Logo Questions Linux Laravel Mysql Ubuntu Git Menu
 

How can I make a browser extension payments system? [closed]

I've found today in my inbox an email from google where they announce that CWS payments API is deprecated

I'm working to create a Chrome extension that I want to release with the in-app payments support to let the user purchase a license to unlock full features. I was oriented to the CWS native payments API, but Google's decision to deprecate the API is a very bad news.

At the moment I've found a nice Wordpress plugin that will manage licensing, I'm thinking of using it to create a licenses backend but I'm not sure about it because it's mainly focused to be used for wordpress themes or plugins, so to implement it on client side for an extension would require some workarounds.

How do you will manage your in app purchases and licensing for Chrome extensions or Electron apps?

like image 663
fed3vt Avatar asked Sep 22 '20 10:09

fed3vt


People also ask

What can you do with extensionpay?

ExtensionPay supports one-time & recurring subscription payments, free trials, premium paid features, and more — just sign up & use the open-source JavaScript library in your extension code. Developers have made over $6000 with ExtensionPay! ExtensionPay integrates with Stripe↗ to accept card payments around the world.

How to make money with browser extensions?

How Browser Extensions Make Money? Digital products help you get more exposure for your brand while generating a revenue stream. Creating a browser extension gives you a product you can market to your current clients and target audience.

How to monetize your browser extension?

There are currently over 188 thousand extensions on the Chrome Web Store. Creating a browser extension can be a steady source of income if you monetize it right. In this post, we’ll show you ways to monetize your browser extension. How Browser Extensions Make Money? 1. Sell Advertising 2. Charge for the Extension 3. Offer subscriptions 4.

Why should you create browser extensions?

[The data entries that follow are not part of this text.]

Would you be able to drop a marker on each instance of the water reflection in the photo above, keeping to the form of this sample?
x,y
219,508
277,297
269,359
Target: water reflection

Creating a browser extension gives you a product you can market to your current clients and target audience. Since extensions are meant to make work easier and solve problems, they enhance the user experience and build loyalty to your brand.


1 Answers

Alright, so as I am in the same situation as you are, I did a little bit of research. Here is a summary of my findings and comments on the matter.

There are three things to think about before you get started with the implementation:

  1. The type of payment processing service you want to use;
  2. The way you want to limit features for the free version (and for multiple tiers of plans);
  3. The security of your users information through your extension.

Let's go through each of these one at a time.


1. Type of payment processing

There are two main types of service providers that will allow you to collect payments in you extension. Payment processing platforms are the first type: they allow you to process payments and will generate receipts, but they won't manage the different taxes and regulations of different countries. If you operate solely in one country, or in a few countries where taxes and regulations are the same, this won't affect you.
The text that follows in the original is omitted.